It's weird bc Looking it up in a couple good Latin dictionaries, (Latin Lexicon is a nice one), we can find "Non" as a stand-alone negation in Classical Latin.
So, like, yes, depending on the period, like most ancient languages you usually have to repeat and negate tye verb or use an adverb with the right force and flavor---but we're over a thousand years past Latin being a living language. If Duolingo wants tjis course to prep for reading period texts, then it needs to Do Better with negations and such.
If Duolingo is just providing this course for people who are learning Latin on a lark...it should just use "non". Some Romans did it, literally all her daughter languages did it, and it's what learners naturally reach for. It's fine.
The Romans aren't going to rise from their graves and devour us just because you used "non" as a catch-all for "no" in order to easy beginners into the language.
As, I didn't understand what you mean, because I'm only a beginner, I searched a little, I've found that:
[In Classical Latin, there were no words exactly corresponding to "yes" and "no". Non and ne were negatives, but they needed to combine with other words (like "not" in English).
There were, however, particles which could be used to agree with something. Both ita and sīc meant "thus", and became words for "yes" in the Romance languages. So if someone asked if you were lost, for example, you could respond "Ita!" ("It is so!"). For a stronger "yes", add vērō ("truly").
"No" on its own was a bit more unwieldy to express. Minimē is "not at all", minimē vērō even stronger. Negō means "I deny it!", nōlī is "don't!".

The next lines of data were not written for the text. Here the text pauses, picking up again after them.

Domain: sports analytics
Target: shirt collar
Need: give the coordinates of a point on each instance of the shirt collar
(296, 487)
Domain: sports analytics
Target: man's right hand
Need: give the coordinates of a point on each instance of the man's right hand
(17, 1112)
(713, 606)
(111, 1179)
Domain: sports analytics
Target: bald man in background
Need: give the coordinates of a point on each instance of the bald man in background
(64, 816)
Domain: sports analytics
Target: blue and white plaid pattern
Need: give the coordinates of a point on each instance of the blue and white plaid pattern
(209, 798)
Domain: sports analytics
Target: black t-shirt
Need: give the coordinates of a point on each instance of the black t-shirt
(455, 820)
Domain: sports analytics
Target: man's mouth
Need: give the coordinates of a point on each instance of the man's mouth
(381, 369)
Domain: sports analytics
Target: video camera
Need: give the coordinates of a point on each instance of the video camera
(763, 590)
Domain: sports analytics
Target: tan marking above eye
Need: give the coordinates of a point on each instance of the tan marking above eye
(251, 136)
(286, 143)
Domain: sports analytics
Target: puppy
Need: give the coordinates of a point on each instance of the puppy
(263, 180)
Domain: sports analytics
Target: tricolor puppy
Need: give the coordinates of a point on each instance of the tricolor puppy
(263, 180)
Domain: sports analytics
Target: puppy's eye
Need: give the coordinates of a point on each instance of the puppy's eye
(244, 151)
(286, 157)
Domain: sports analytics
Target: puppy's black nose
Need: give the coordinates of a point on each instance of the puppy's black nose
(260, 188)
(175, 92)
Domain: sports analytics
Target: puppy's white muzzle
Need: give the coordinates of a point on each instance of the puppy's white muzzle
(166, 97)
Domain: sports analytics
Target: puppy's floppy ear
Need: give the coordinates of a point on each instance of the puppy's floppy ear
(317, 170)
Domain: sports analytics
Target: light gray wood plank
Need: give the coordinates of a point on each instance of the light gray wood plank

Another way to respond to a yes/no question is to repeat the verb, in the positive for "yes" and in the negative for "no". So if someone asked "are you lost?" you could say "I am" (sum) or "I'm not" (non sum).]
[immo is also a great way to oppose the speaker's statement if it is not a question. "Fortis sum! --Immo ignavus es!" –]

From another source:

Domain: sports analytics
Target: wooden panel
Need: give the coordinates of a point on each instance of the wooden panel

[At least in a few cases, I have been taught that Ita or ita vero is correct for yes. I have seen it used when answering questions. As (...) pointed out [previously], Ita means it is so, and vero means truly or something like that. However, ita seems to be a shorter, more casual form, not different in strength. Another tactic I have seen (rarely) is to just reply with a verb. In English, this would look like: Do you speak Latin? I speak it. A standard form of no (at least for beginners) is minime.]
You could also use ‘immo’, which is quite emphatic and means something like ‘no, on the contrary’.
Confusingly, though, it was at times used to indicate the speaker to which one answers was not so much wrong as erred by understating something.
You could use ‘immo’ to answer both these questions: ‘is Rome a small village’ (on the contrary, it’s the biggest city in the known world) and ‘is Rome a big city?’ (it’s more than big, it’s positively enormous).
The voices are three of our contributors, not computer voices. They also did quite a good job at recording sentences for the beta course.
Keep in mind these sentence discussions are here to discuss the actual sentences, not report any audio errors you may find. That's what the report button is for.